Understanding 3D coordination systems
In this section, we are going to learn about the frequently used coordination systems in PyTorch3D. This section is adapted from PyTorch’s documentation of camera coordinate systems: https://pytorch3d.org/docs/cameras. To understand and use the PyTorch3D rendering system, we usually need to know these coordination systems and how to use them. As discussed in the previous sections, 3D data can be represented by points, faces, and voxels. The location of each point can be represented by a set of x, y, and z coordinates, with respect to a certain coordination system. We usually need to define and use multiple coordination systems, depending on which one is most convenient.

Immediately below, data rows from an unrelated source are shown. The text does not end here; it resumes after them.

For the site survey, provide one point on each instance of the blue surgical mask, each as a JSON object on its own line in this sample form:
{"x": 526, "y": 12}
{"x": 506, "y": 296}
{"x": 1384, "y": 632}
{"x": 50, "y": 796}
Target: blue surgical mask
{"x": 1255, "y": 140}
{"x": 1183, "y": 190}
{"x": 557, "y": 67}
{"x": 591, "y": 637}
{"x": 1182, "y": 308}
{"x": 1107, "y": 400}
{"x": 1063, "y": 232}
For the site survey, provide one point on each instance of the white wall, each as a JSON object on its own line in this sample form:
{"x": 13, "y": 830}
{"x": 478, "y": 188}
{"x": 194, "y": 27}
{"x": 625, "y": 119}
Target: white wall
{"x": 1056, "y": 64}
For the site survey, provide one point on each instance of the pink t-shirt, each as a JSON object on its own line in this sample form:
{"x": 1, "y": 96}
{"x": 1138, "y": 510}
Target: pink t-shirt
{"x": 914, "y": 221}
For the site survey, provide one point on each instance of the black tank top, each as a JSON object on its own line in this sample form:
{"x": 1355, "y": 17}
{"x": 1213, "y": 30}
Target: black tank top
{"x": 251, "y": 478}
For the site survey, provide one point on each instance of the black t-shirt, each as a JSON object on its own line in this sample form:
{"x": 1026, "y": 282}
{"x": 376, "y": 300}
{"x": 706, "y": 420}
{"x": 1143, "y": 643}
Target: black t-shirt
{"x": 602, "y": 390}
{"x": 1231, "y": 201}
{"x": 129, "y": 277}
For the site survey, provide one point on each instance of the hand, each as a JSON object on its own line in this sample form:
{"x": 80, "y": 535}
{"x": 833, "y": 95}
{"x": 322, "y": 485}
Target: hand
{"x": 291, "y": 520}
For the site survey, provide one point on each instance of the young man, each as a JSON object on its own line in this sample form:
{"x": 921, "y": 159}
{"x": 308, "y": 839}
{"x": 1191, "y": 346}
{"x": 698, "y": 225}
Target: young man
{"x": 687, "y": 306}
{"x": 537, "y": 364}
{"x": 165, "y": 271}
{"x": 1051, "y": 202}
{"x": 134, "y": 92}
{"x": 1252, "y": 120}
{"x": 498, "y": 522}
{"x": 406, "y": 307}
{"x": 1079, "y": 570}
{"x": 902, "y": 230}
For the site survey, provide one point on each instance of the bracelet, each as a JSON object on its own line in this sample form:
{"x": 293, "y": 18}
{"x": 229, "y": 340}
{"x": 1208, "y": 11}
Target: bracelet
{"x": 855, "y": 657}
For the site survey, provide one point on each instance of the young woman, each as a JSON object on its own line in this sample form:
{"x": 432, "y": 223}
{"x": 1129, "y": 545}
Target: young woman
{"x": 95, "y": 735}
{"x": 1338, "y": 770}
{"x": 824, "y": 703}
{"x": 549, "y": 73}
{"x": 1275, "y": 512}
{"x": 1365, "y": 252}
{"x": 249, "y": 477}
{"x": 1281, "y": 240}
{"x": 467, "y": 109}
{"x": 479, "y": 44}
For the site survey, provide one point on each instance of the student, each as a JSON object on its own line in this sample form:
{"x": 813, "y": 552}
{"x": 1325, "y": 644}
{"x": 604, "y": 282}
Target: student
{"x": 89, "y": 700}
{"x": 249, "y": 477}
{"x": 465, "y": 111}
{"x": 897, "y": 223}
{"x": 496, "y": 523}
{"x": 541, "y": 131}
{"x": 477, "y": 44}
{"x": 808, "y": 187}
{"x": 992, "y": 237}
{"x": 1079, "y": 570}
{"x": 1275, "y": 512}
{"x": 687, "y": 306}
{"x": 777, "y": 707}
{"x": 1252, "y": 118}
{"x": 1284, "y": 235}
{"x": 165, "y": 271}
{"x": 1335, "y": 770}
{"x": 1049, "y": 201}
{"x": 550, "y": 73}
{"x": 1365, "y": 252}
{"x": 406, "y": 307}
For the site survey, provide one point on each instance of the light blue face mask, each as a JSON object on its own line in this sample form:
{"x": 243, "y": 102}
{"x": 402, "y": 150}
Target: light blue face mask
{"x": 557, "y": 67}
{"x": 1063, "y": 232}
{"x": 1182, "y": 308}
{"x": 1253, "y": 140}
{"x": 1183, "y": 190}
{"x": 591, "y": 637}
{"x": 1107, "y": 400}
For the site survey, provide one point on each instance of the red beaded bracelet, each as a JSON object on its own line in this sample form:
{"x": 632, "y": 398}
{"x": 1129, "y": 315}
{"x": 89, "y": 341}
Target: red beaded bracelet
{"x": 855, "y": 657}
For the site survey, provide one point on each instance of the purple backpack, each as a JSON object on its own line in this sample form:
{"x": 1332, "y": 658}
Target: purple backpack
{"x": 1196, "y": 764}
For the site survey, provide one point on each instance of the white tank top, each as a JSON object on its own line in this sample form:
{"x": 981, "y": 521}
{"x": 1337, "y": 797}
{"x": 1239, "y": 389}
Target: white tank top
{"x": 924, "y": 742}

Figure 1.2 – A world coordinate system, where the origin and axis are defined independently of the camera positions
The first coordination system we frequently use is called the world coordination system. This coordinate system is a 3D coordination system chosen with respect to all the 3D objects, such that the locations of the 3D objects can be easy to determine. Usually, the axis of the world coordination system does not agree with the object orientation or camera orientation. Thus, there exist some non-zero rotations and displacements between the origin of the world coordination system and the object and camera orientations. A figure showing the world coordination system is shown here:
Figure 1.3 – The camera view coordinate system, where the origin is at the camera projection center and the three axes are defined according to the imaging plane
Since the axis of the world coordination system usually does not agree with the camera orientation, for many situations, it is more convenient to define and use a camera view coordination system. In PyTorch3D, the camera view coordination system is defined such that the origin is at the projection point of the camera, the x axis points to the left, the y axis points upward, and the z axis points to the front.

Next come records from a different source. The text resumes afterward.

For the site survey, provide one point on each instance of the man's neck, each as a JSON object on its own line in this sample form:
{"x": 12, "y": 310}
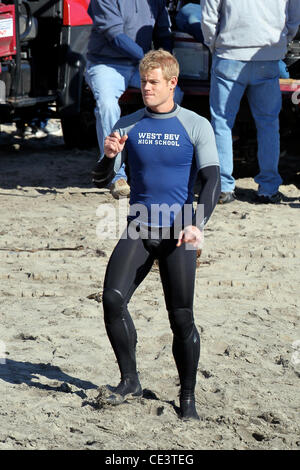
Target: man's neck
{"x": 170, "y": 110}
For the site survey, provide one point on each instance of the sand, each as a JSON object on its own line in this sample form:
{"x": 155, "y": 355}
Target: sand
{"x": 54, "y": 352}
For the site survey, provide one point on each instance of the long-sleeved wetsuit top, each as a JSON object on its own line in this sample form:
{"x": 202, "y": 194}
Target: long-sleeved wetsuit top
{"x": 123, "y": 30}
{"x": 164, "y": 153}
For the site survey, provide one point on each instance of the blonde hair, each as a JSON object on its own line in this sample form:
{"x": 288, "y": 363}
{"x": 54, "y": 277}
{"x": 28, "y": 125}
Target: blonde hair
{"x": 160, "y": 58}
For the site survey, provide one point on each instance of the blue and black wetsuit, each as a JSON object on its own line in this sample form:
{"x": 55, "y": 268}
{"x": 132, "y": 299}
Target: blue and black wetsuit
{"x": 164, "y": 154}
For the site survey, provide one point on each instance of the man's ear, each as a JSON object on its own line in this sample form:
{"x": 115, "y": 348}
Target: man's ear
{"x": 173, "y": 82}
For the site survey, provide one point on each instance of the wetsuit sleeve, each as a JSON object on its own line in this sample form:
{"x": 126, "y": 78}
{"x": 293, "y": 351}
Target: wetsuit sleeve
{"x": 209, "y": 192}
{"x": 103, "y": 172}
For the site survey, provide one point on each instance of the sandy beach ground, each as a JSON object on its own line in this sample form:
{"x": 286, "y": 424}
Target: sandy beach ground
{"x": 54, "y": 352}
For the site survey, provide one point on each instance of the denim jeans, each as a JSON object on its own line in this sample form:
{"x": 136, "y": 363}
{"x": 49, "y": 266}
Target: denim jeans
{"x": 230, "y": 79}
{"x": 188, "y": 20}
{"x": 108, "y": 82}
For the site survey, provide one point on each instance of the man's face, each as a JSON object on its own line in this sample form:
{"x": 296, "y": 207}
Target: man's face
{"x": 157, "y": 92}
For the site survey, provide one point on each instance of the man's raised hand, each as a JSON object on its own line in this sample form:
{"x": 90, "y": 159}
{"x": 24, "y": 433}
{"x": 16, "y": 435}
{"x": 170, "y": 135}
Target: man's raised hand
{"x": 114, "y": 144}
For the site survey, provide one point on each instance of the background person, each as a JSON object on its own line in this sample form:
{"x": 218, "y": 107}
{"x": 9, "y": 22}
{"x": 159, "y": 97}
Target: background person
{"x": 248, "y": 38}
{"x": 122, "y": 33}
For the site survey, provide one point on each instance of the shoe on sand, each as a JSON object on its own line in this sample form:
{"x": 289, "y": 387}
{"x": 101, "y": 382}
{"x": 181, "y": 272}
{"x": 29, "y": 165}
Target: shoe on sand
{"x": 274, "y": 199}
{"x": 226, "y": 197}
{"x": 120, "y": 188}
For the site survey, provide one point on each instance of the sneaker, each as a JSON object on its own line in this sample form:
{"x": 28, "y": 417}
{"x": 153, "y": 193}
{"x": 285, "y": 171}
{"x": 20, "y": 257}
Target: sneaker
{"x": 274, "y": 199}
{"x": 120, "y": 188}
{"x": 226, "y": 197}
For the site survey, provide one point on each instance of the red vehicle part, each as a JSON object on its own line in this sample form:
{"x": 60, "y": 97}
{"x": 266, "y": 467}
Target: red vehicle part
{"x": 75, "y": 13}
{"x": 7, "y": 30}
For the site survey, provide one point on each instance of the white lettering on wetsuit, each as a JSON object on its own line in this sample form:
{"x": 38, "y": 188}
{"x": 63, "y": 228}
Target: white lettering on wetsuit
{"x": 156, "y": 138}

Figure 1.4 – The NDC coordinate system, in which the volume is confined to the ranges that the camera can render
The normalized device coordinate (NDC) confines the volume that a camera can render. The x coordinate values in the NDC space range from -1 to +1, as do the y coordinate values. The z coordinate values range from znear to zfar, where znear is the nearest depth and zfar is the farthest depth. Any object out of this znear to zfar range would not be rendered by the camera.

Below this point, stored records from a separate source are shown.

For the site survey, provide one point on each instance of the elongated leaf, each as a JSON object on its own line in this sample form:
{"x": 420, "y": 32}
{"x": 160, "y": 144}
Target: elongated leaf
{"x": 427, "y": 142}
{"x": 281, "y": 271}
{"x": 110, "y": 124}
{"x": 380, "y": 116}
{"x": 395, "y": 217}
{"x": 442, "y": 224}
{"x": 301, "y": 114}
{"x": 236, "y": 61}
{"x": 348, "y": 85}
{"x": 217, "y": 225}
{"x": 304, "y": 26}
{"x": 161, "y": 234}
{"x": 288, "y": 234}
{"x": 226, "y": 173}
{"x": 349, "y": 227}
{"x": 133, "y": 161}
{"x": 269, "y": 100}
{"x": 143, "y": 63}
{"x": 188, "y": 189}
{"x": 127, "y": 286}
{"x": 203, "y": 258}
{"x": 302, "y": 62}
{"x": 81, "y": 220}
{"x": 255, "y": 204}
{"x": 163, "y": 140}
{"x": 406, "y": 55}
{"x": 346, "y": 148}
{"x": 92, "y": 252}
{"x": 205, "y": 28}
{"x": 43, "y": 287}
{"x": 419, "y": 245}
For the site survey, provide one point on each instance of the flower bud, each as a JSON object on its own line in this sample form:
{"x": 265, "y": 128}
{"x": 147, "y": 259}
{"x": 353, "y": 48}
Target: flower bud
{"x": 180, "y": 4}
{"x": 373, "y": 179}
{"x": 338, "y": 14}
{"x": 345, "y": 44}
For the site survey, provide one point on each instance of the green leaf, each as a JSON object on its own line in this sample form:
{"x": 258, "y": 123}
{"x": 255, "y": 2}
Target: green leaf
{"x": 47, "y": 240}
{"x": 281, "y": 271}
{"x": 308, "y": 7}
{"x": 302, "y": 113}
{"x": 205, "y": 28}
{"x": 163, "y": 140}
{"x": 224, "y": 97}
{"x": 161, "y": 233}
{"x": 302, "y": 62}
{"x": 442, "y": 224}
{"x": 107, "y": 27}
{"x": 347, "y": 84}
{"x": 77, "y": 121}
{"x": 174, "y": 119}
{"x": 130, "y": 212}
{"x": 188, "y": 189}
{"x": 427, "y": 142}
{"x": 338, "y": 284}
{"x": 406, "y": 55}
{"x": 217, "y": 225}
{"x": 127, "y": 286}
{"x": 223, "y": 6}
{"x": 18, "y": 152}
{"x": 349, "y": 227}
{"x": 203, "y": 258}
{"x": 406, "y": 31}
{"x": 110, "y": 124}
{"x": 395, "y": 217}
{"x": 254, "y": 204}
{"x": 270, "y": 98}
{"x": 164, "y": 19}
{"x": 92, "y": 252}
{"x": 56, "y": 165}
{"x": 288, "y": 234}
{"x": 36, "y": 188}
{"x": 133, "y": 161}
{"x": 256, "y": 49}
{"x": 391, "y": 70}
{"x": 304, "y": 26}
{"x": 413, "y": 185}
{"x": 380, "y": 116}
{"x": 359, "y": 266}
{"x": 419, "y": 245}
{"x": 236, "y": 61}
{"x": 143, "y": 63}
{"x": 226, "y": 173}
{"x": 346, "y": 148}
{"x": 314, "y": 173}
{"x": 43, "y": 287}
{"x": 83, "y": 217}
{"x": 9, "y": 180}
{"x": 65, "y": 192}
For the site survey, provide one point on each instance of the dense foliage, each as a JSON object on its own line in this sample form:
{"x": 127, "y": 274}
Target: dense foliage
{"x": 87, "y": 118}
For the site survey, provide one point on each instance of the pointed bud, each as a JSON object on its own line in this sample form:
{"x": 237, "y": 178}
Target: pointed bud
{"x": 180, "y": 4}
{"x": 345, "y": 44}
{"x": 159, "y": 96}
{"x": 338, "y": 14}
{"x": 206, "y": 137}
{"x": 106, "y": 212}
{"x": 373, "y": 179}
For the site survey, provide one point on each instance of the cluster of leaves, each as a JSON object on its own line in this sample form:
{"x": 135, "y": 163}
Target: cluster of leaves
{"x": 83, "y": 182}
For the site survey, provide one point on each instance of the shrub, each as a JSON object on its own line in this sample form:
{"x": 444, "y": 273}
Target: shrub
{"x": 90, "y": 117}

Finally, the screen coordinate system is defined in terms of how the rendered images are shown on our screens. The coordinate system contains the x coordinate as the columns of the pixels, the y coordinate as the rows of the pixels, and the z coordinate corresponding to the depth of the object.
To render the 3D object correctly on our 2D screens, we need to switch between these coordinate systems. Luckily, these conversions can be easily carried out by using the PyTorch3D camera models. We will discuss coordinatation conversion in more detail after we discuss the camera models.